Appellant’s regrettable accident was, as we have indicated, nothing more than a slip and fall case in which our oft-stated rules apply to deny his recovery against the City of Gillette.
Affirmed.
. For other cases see: Watts v. Holmes, Wyo., 386 P.2d 718 (1963), and Bluejacket v. Carney, Wyo., 550 P.2d 494 (1976). We have applied this “known and obvious — natural accumulation” rule to affirm summary judgment in the past. See: Johnson v. Hawkins, supra, and Bluejacket v. Carney, supra.
. The ordinances relied upon, as quoted in the record, state:
“ ‘Section 18-12-1:
“ ‘The owners or occupants of any real estate in the city shall be required to remove the snow from the sidewalk adjoining such property within twenty-four hours after the lay of the snow; provided, that only the snow lying on the sidewalks may be pushed into the streets; and provided further that no accumulation of snow from privately owned lands or from parking areas shall be removed and pushed into the street. (Ord. No. 489, § 1, 2-1-65.)
“ ‘Section 18-13:
“ ‘If snow or other obstruction is not removed from the sidewalks by the owner or occupant of abutting property in accordance with the provisions of sections 18-12 and 18-12.1, such snow or other obstruction shall be removed by the city, without notice to the property owner or occupant, and the expense of such removal shall be assessed on the property abutting the sidewalk from which the snow or other obstruction is removed and such expense shall be certified and collected as other taxes; provided, that nothing in this section contained shall be construed to relieve the owner, occupant or other person. “ ‘[Sic] from any obligation or penalty in relation to keeping sidewalks free from accumulations of snow, ice, mud, waste and offensive material and removing the same under any provisions of this Code or other ordinance of the city.
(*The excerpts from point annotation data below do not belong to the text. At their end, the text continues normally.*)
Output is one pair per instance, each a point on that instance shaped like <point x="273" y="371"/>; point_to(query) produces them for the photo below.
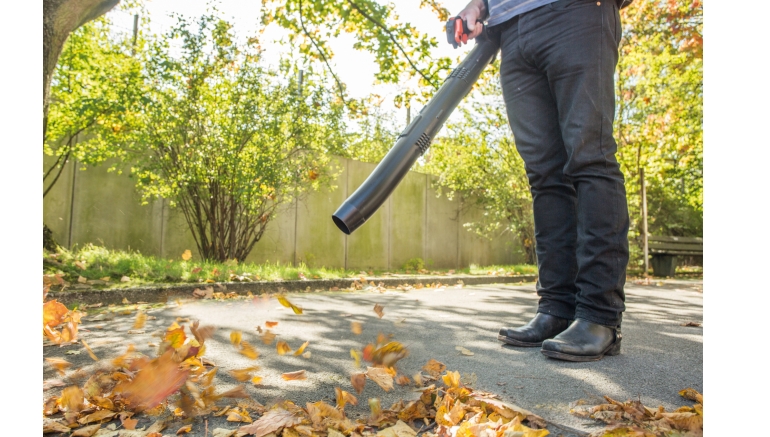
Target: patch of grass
<point x="104" y="268"/>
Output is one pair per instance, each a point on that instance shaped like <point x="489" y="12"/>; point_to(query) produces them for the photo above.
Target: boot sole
<point x="611" y="350"/>
<point x="518" y="343"/>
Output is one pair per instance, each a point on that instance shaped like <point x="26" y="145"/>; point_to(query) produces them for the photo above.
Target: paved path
<point x="659" y="356"/>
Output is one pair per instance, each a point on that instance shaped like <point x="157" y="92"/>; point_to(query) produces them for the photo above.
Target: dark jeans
<point x="557" y="74"/>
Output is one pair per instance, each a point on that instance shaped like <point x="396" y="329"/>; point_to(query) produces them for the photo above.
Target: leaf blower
<point x="415" y="139"/>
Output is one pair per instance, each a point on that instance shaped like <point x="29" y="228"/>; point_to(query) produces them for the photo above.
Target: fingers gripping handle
<point x="457" y="31"/>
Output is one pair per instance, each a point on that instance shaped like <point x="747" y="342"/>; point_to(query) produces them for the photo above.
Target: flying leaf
<point x="88" y="349"/>
<point x="294" y="376"/>
<point x="381" y="377"/>
<point x="59" y="364"/>
<point x="434" y="368"/>
<point x="154" y="382"/>
<point x="301" y="349"/>
<point x="358" y="381"/>
<point x="141" y="319"/>
<point x="248" y="351"/>
<point x="285" y="302"/>
<point x="282" y="347"/>
<point x="270" y="422"/>
<point x="243" y="375"/>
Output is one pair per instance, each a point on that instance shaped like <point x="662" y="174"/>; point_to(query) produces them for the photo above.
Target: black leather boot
<point x="541" y="327"/>
<point x="583" y="341"/>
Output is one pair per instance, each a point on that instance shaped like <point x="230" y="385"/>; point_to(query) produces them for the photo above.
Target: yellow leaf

“ ‘It shall be the duty of the chief of police to carry out the provisions of this section. (C.O. 1948, §§ 247, 249.)’ ”
. As we have already stated, appellant also alleged in his complaint that the appellees had negligently barricaded the sidewalk, but the record reflects that appellant failed to support this claim with any evidence. In light of this, we believe the trial court correctly determined that there was no material issue of fact concerning any negligence in constructing or placing the barricade on the sidewalk itself, especially considering the unimpeached testimony of appellees that the barricade met all ordinances and was erected with the city’s permission. Appellant attempted to support the claim by alleging that the Noeckers had failed to acquire the necessary permits for erecting and maintaining the barricade. In our review of the record we could find no ordinance requiring such a permit.
. The conclusion we reach is supported by the record notwithstanding the question of whether *702or not the barricade could be considered a proximate cause of appellant’s injury. See: Beltran v. Stroud, 63 Ariz. 249, 160 P.2d 765 (1945); Johnson v. Rockford, 35 Ill.App.2d 107, 182 N.E.2d 240, 93 A.L.R.2d 1178 (1962).
. We also note that appellant failed to support this argument with any cogent authority and, in fact, argued with respect to Rule 40.1(b)(1), W.R.C.P., rather than Rule 40.1(b)(2), W.R. C.P., which was the subject of his actual motion filed with the trial court.